Palestrina – Italy

Palestrina, or ancient Praeneste, is situated about 23 miles to the east of Rome on a spur of Mount Prenestini in the Apennine Mountains.  It may go back as far as the 8th Century BC.  It appears that it was part of the Latin League – a collection of about 30 villages and cities near Rome who organized for mutual defense.  It eventually left the Latin League and by 499 BC was drawing closer ties to Rome itself.  

This changed however in 390 BC, after Rome suffered some setbacks in its wars against Gaul.  Switching alliances, Praeneste, found itself on the losing side of the Latin Wars against Rome.  As a result, the city-state lost much of its territory to Rome and eventually was subjugated. 

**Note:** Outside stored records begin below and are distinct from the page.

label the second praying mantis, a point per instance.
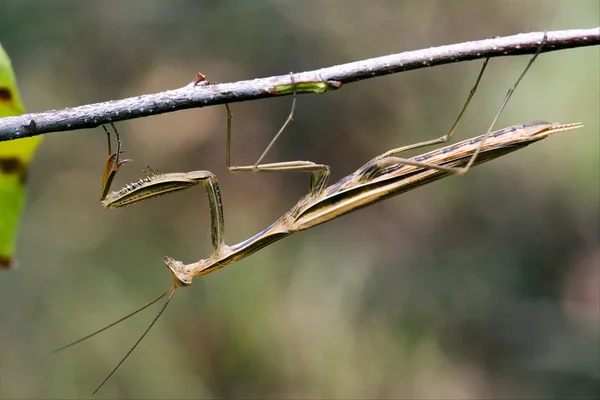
(382, 177)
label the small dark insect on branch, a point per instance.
(200, 94)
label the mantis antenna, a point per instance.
(382, 177)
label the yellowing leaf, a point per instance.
(15, 156)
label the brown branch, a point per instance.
(196, 96)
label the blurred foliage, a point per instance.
(19, 154)
(483, 286)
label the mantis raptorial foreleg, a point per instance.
(156, 184)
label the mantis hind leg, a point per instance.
(389, 157)
(113, 162)
(319, 172)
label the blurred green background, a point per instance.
(483, 286)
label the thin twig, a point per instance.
(196, 96)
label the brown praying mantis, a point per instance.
(382, 177)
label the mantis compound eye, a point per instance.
(177, 268)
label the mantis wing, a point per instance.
(14, 164)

During the Social War, Praeneste made further concessions to Rome in order to shore up its alliance.  Eventually, its citizens were offered Roman citizenship @ 90 BC – this for all intents and purposes, ended her independence.  Its state got only worse when it became a key hot spot during Rome’s Civil War @ 82 BC.  Sulla besieged Gaius Marius the Younger here – and because the town gave the loser quarter, it paid the consequences.  Many were slaughtered.

Scriptural Significance

Palestrina would eventually serve as a key resort spot for Rome’s power and elite.  Emperors Augustus (27 BC – 14 AD) and Tiberius (14 AD – 37 AD) had resorts here – the former being the Emperor at the time of Christ’s birth and the latter at the time of His death, burial, and resurrection.

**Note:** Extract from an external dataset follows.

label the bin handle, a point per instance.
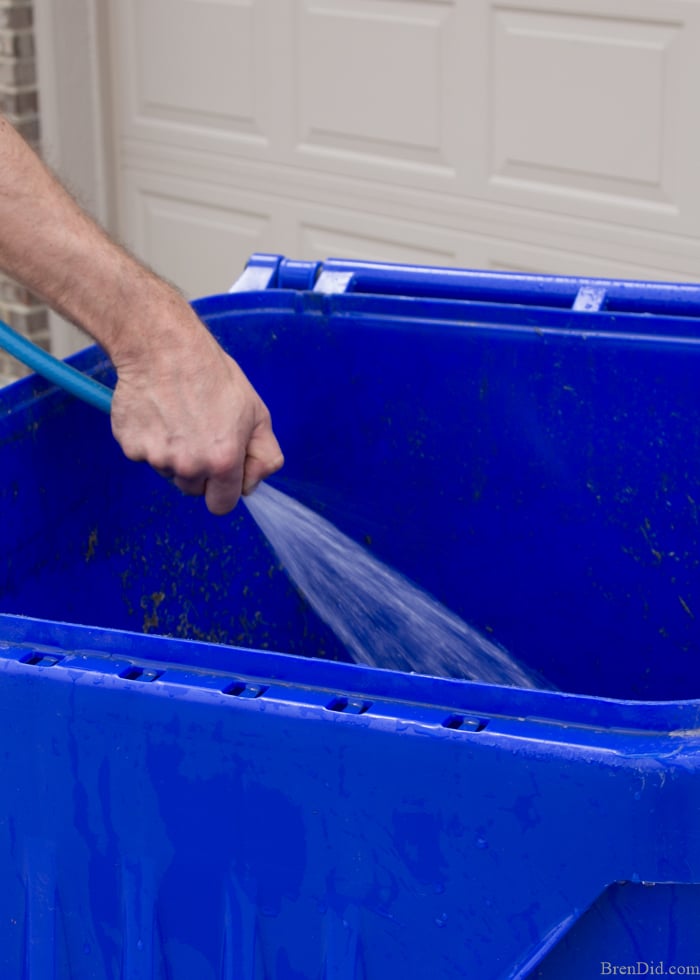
(58, 372)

Due to its proximity to Rome and nearness to some key ports of entry, this became a focal point for the trafficking of slaves.  It has been estimated that as many as 20,000 slaves at a time were brought into Italy via Praeneste.  It is likely that those taken into captivity from the Judean War would have come through here.

The chief engineering marvel of Praeneste was the Temple to Fortuna Primigenia – this was the goddess of fortune or lick in Roman religion (Greek religion as well).  The Temple and its associated Treasury go back as far as the 2nd Century BC.  Expansion to the Temple and town as a whole took place after Sulla’s siege. 

Much of the town had been lost to history and remained buried under until the American Air Force bombed German positions here during the Battle for Anzio.  The bombing revealed the ancient ruins underneath the modern town.